Personal information
- Full name: Gerardus Theodorus Hubertus Van Innis
- Born: 24 February 1866 Elewijt, Belgium
- Died: 25 November 1961 (aged 95) Zemst, Belgium

Sport
- Country: Belgium
- Sport: Archery

Medal record
Olympic Games
| Gold medal – first place | 1900 Paris | Cordon Doré 33 m |
| Gold medal – first place | 1900 Paris | Chapelet 33 m |
| Gold medal – first place | 1920 Antwerp | Moving Bird 28 m |
| Gold medal – first place | 1920 Antwerp | Moving Bird 33 m |
| Gold medal – first place | 1920 Antwerp | Moving Bird 33 m Team |
| Gold medal – first place | 1920 Antwerp | Moving Bird 50 m Team |
| Silver medal – second place | 1900 Paris | Cordon Doré 50 m |
| Silver medal – second place | 1920 Antwerp | Moving Bird 50 m |
| Silver medal – second place | 1920 Antwerp | Moving Bird 28 m Team |

= Hubert Van Innis =

Belgian archer

Gerard Theodor Hubert Van Innis (24 February 1866 – 25 November 1961) was a Belgian competitor in the sport of archery; he competed in two Summer Olympics 20 years apart and came away with a total of six gold medals and three silver medals.

As a young boy, the story goes he was forced to work as a milk delivery boy in the villages around Brussels, and at the end of his deliveries he would send his dog and cart home while he went off to practice his archery skills.

When he was 13 years old, he won the first prize in a main competition in Antwerp. He also won the prize in 1893, 1894, 1895 and 1896. In 1881, he won the royan prize of Roozendaal.
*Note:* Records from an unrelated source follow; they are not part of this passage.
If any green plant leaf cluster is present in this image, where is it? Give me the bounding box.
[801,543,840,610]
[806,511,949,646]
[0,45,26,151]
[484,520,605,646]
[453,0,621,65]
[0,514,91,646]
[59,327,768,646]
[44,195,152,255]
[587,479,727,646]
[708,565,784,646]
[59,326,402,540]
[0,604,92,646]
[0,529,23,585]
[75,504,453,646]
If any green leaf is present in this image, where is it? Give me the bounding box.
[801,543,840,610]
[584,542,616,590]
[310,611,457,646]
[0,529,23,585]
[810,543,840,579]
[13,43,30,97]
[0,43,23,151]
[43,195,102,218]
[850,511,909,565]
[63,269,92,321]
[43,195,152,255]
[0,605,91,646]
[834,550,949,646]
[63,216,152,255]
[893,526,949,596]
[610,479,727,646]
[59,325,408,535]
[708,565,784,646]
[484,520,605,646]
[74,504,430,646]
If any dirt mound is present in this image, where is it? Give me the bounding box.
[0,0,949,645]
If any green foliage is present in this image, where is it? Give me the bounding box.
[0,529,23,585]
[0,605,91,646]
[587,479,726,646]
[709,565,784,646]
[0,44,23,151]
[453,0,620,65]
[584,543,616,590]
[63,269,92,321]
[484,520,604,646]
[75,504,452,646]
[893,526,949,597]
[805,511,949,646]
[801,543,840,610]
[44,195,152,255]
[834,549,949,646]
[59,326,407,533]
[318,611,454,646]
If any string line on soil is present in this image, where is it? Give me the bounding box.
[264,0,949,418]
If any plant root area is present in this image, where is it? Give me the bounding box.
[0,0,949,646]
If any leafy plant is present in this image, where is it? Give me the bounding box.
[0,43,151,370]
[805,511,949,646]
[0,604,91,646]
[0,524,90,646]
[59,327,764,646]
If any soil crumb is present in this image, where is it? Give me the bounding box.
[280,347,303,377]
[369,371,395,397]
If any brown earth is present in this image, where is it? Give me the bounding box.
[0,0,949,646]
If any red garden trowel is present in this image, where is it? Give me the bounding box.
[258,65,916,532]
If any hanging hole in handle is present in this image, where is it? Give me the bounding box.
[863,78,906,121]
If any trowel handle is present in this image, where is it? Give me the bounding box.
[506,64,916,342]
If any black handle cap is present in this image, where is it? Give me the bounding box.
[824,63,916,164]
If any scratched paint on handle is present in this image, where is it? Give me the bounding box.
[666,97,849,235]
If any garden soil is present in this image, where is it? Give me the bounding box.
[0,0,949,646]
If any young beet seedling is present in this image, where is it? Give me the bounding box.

Van Innis was 34 years old when he competed at the 1900 Summer Olympics held in Paris, France. He entered four events; he won gold medals in the Au Cordon Doré 33 metres and the Au Chapelet 33 metres events, and he also came second behind Frenchman Henri Hérouin in the Au Cordon Doré 50 metres. His worst result of the Games was a fourth place in the Au Chapelet 50 metres.

Van Innis had to wait another twenty years before competing on the Olympic stage. Aged 54, he entered the 1920 Summer Olympics held on his home soil in Antwerp, Belgium, where he added to his medal tally with two more individual gold medals in the Individual moving bird, 28 metres, beating Frenchman Léonce Quentin (his only competitor in this event) and the Individual moving bird, 33 metres. He then lost to Frenchman Julien Brulé in the Individual moving bird, 50 metres, to win a silver medal. He also added three team medals with two more golds in the Team moving bird, 50 metres; Team moving bird, 33 metres; and a silver medal in the Team moving bird, 28 metres. His final Olympic medal tally was six gold medals and three silver medals.

Unbelievably—when aged 67 years old, 13 years after his final Olympic victories—he went on to win in the 1933 World Championships.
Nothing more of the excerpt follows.